American Elephants


Differing Opinions, But a Lot Depends on Who is Right! by The Elephant's Child

President Obama in his weekly statement called for Congress to extend the middle class tax cuts for the 98 percent of Americans making less than $250,000 for another year. These are the celebrated Bush tax cuts that drove spectacular growth and prosperity in the Bush years. The Congress would not agree to tax cuts without an expiration date. Much more attractive for politicians to have tax cuts just expire than for them to have to raise taxes in the future. Best of both worlds, they don’t get blamed, and they can expect more revenue, or can they?

This is the game Obama is playing when he wants to “extend” the tax cuts for just a year. But he definitely wants to raise taxes on “the rich” because this is campaign season and he is running against someone who is rich, and he wants you to hate and envy the rich.

What interests me this part of his statement:

 In fact, the President’s proposal extends tax cuts for 97 percent of all small business owners in America.  If Congress fails to act, a typical middle-class family of four will see its taxes go up by $2,200, and America’s small business owners would take a big hit. The President refuses to let that happen.

I have long thought that the president does not understand the concept of “small business.” The dividing line for him is $250,000. So what’s a reasonable take-home pay for someone operating a small business with a few employees with reasonable salaries and benefits? You get past $250,000 pretty quickly. The president’s “97 percent” of all small business owners turn out to be sole proprietors with occasional help or free-lancers. These people contribute to the economy and some may grow well beyond the $250,000 barrier, but the growing small businesses that represent dynamic growth and new hires are mostly going to be beyond that $250,000 level.

I have been a free-lancer, I know dozens of free-lancers. All pay their small business taxes as individuals reporting business income. The White House says “Congressional Republicans define as small businesses any individual who receives ‘small business income.’

  • Over half of the 400 Highest Earners in the United States Would Be “Small Businesses”: According to IRS data, in 2009, among the 400 taxpayers with the highest adjusted gross income – group that averages over $200 million each in taxable income – at least 237 would have qualified as “small businesses” under this definition.
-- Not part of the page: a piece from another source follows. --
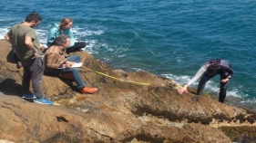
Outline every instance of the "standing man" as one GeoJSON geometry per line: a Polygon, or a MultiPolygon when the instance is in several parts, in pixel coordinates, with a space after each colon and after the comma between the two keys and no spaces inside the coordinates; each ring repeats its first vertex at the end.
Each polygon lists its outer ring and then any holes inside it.
{"type": "Polygon", "coordinates": [[[179,94],[187,91],[188,86],[195,82],[200,76],[201,79],[199,82],[197,95],[200,95],[206,82],[215,75],[220,75],[220,90],[219,93],[219,101],[224,102],[226,98],[226,89],[230,82],[230,78],[233,76],[234,72],[231,69],[230,63],[226,60],[212,59],[208,61],[197,72],[197,74],[181,89],[178,91],[179,94]]]}
{"type": "Polygon", "coordinates": [[[53,105],[52,101],[43,96],[41,90],[45,68],[44,55],[40,51],[40,44],[34,29],[41,21],[42,17],[38,14],[31,13],[26,15],[25,22],[14,25],[5,38],[16,48],[16,55],[23,63],[23,98],[35,99],[35,102],[41,104],[53,105]],[[29,91],[30,80],[34,94],[29,91]]]}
Obama has been speaking lately, claiming he’s cut small business taxes 18 times since he’s been in office. Award a few Pinocchios here.  All but four have either expired or will soon expire, aren’t cuts at all, or are double-counted, and the rest are pretty much worthless.

For example, the tax credit for hiring unemployed workers enacted as part of the so-called hire act in 2010 is gone. So is the beak for estimated tax payments and the expanded deduction of health care expenses for the self-employed. Bonus depreciation, expanded expensing rules, a five-year carry-back rule for business credits, and capital gains exclusions are due to expire this year. One makes it easier to deduct cellphone costs and another limits penalties for errors in tax reporting.

These shotgun approaches don’t have the same benefit as permanently lowering individual income tax rates because most of them are temporary. They are designed to give Obama something to brag about, rather than actually help small business.

Hiring a new employee is a long term cost for a business, involving benefits, promotions, vacations and so on. A one-time tax credit for hiring someone unemployed is not an incentive.

The Heritage Foundation’s Center for Data Analysis has calculated that the average American with $250,000 or more in income can expect an average $24,888 tax increase next year under Obama’s proposed policies. That’s enough to hire another person.

Heritage says: More than 4 million businesses in the U.S. have employees and file their taxes under the individual tax code. President Obama’s plan to  raise taxes on income over $200,000 a year would raise the taxes of 1.2 million of them. There businesses, however, earn almost all the income of tis group. They are the most successful and therefore biggest job creators.

Well.  There’s a rather major difference of opinion. You have three links here, one for the Heritage Foundation, one for the White House, and one for Investors Business Daily. You decide. Who gets the Pinocchios?